De acuerdo con datos de la Oficina del Censo de Estados Unidos, en 2025 las exportaciones de México a Estados Unidos de automóviles de pasajeros (partida 8703) cayeron 10.71% respecto al 2024, mientras que las exportaciones de hierro y acero (capítulo 72) y artículos de hierro y acero (capítulo 73) cayeron 28.13% y 16.79% respectivamente. En los primeros dos meses del 2026, las exportaciones a Estados Unidos de vehículos de pasajeros acumulan una caída de 27.83% respecto al mismo periodo del 2025, mientras que las exportaciones de hierro y acero, y manufacturas de hierro y acero, registran caídas de 52.08% y 18.66%, respectivamente.

Finalmente, el jueves por la tarde se publicó en el Diario Oficial de la Federación una modificación de aranceles a las importaciones que se habían establecido desde el 7 de junio del 2022. Los aranceles modificados se ubican entre 5% y 35% para las importaciones de 185 fracciones arancelarias de: productos químicos, cosméticos, papel y cartón, textiles, acero, artes gráficas, manufacturas de aluminio, autopartes, material eléctrico, bicicletas, instrumentos musicales, muebles, entre otros, con el objetivo de apoyar el mercado interno.

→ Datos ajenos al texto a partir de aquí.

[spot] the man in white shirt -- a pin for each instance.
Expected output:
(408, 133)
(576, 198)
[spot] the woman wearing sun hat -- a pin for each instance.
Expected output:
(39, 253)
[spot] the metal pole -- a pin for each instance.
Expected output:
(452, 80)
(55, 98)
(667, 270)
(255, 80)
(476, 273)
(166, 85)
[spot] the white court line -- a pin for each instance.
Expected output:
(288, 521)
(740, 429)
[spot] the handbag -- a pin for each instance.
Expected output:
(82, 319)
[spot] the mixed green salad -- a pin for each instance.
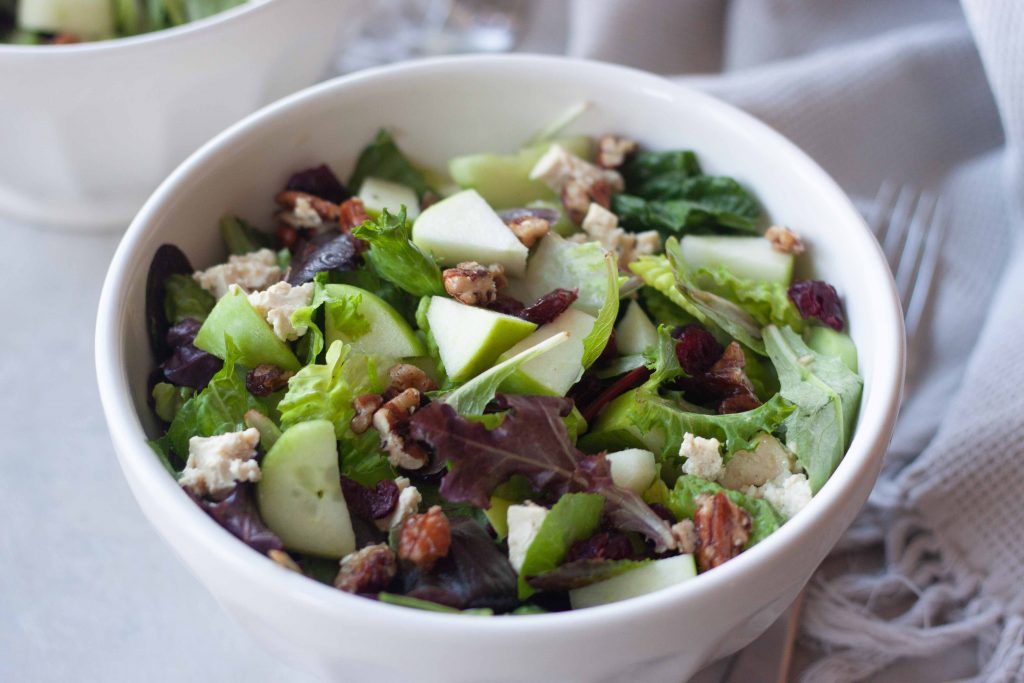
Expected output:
(64, 22)
(546, 380)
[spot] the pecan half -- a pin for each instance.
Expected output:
(265, 379)
(474, 285)
(784, 240)
(365, 407)
(425, 539)
(367, 570)
(391, 421)
(529, 229)
(612, 151)
(722, 529)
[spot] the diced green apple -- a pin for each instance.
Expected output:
(504, 179)
(299, 493)
(635, 333)
(378, 195)
(470, 339)
(633, 469)
(257, 344)
(650, 578)
(388, 335)
(88, 19)
(829, 342)
(748, 258)
(464, 227)
(555, 372)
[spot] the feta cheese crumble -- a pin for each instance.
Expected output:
(279, 302)
(409, 502)
(215, 463)
(255, 270)
(704, 458)
(524, 521)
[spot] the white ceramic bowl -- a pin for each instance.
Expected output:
(89, 130)
(438, 109)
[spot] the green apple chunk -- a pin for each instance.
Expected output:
(829, 342)
(299, 493)
(749, 258)
(556, 371)
(470, 339)
(388, 333)
(649, 578)
(635, 333)
(633, 469)
(89, 19)
(464, 227)
(378, 195)
(504, 179)
(236, 317)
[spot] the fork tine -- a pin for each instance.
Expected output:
(929, 261)
(909, 261)
(899, 222)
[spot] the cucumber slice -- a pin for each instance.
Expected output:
(650, 578)
(299, 493)
(389, 334)
(829, 342)
(89, 19)
(749, 258)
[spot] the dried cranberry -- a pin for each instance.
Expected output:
(601, 546)
(321, 181)
(370, 504)
(548, 307)
(696, 349)
(817, 299)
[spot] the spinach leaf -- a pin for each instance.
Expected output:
(396, 259)
(826, 394)
(682, 501)
(383, 159)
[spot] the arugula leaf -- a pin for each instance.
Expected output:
(826, 394)
(724, 313)
(326, 392)
(242, 238)
(473, 396)
(383, 159)
(700, 204)
(396, 259)
(574, 517)
(682, 501)
(597, 339)
(218, 409)
(583, 572)
(184, 298)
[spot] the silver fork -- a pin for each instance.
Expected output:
(910, 226)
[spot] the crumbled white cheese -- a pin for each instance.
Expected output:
(704, 458)
(754, 468)
(255, 270)
(524, 521)
(278, 302)
(215, 463)
(558, 166)
(788, 494)
(409, 502)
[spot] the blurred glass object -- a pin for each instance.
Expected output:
(396, 30)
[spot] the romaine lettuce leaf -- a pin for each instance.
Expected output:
(826, 394)
(682, 501)
(383, 159)
(396, 259)
(218, 409)
(574, 517)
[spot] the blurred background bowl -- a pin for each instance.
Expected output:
(438, 109)
(90, 129)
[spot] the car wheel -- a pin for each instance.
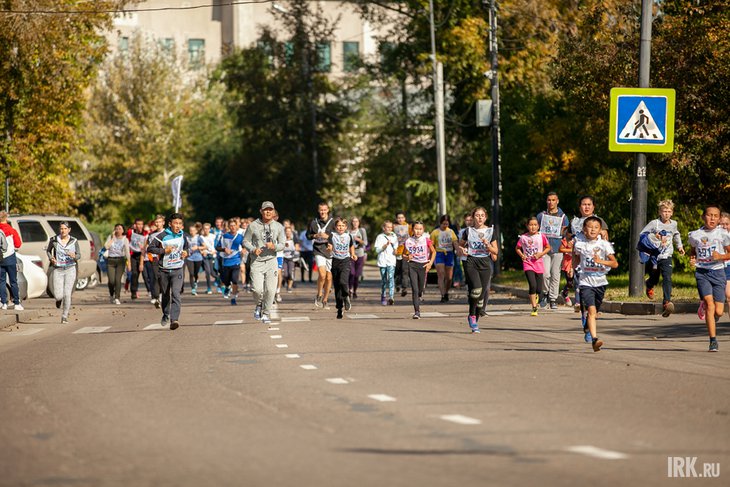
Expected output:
(82, 283)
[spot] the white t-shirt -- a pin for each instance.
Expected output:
(705, 243)
(591, 273)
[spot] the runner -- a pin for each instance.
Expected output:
(478, 244)
(553, 224)
(319, 231)
(342, 246)
(171, 247)
(420, 254)
(444, 239)
(137, 243)
(229, 248)
(360, 236)
(9, 264)
(264, 238)
(63, 253)
(117, 262)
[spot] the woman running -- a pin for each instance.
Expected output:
(478, 244)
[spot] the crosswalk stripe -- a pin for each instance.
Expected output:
(92, 329)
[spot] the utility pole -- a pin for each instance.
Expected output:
(496, 137)
(639, 189)
(438, 88)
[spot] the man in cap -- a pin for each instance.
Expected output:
(264, 238)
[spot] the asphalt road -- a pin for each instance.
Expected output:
(375, 399)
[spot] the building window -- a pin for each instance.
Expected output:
(324, 57)
(351, 55)
(196, 52)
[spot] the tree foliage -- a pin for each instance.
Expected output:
(46, 63)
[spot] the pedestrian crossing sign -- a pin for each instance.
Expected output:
(641, 120)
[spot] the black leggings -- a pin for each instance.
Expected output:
(478, 273)
(417, 276)
(534, 282)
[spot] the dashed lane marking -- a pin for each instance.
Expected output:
(382, 397)
(459, 419)
(595, 452)
(92, 329)
(228, 322)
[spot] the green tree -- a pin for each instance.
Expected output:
(47, 61)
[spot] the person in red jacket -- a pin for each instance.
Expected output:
(8, 267)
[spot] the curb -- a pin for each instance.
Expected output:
(620, 307)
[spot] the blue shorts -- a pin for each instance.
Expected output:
(711, 283)
(592, 296)
(446, 259)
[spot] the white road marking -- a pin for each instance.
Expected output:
(157, 326)
(228, 322)
(432, 314)
(594, 451)
(31, 331)
(92, 329)
(382, 397)
(459, 419)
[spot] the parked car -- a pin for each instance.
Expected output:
(37, 229)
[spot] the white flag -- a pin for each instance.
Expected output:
(176, 198)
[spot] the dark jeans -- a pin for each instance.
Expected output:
(9, 268)
(664, 267)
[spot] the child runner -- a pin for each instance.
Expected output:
(385, 245)
(595, 256)
(710, 247)
(478, 244)
(194, 261)
(341, 246)
(420, 254)
(229, 248)
(172, 248)
(725, 222)
(291, 251)
(566, 268)
(531, 247)
(444, 239)
(664, 229)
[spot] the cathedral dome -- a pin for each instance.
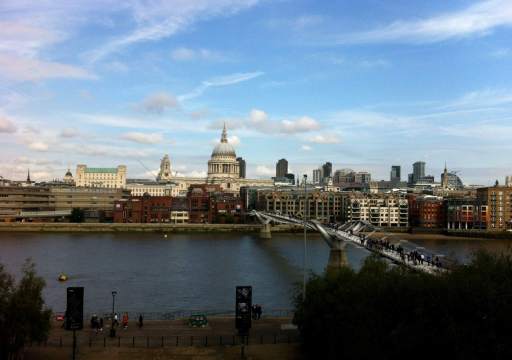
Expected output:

Es relevante destacar que la mayoría de los aranceles se ubican en el rango de 25-35%. De hecho, únicamente a tres fracciones se les impone el arancel mínimo de 5%. Además, resalta que esta medida no aplicará para los países con los que México tiene tratado comercial. La medida puede ser vista como un esfuerzo por cerrar filas con el mercado norteamericano, pero implica mayores costos para empresas en México, lo que podría traducirse en mayores presiones inflacionarias.

En la semana, el euro tocó un mínimo de 1.1669 y un máximo de 1.1791 dólares por euro. La libra tocó un mínimo de 1.3448 y un máximo de 1.3544 dólares por libra. Por su parte, el tipo de cambio del euro-peso tocó un mínimo de 20.2833 y un máximo de 20.4354 pesos por euro.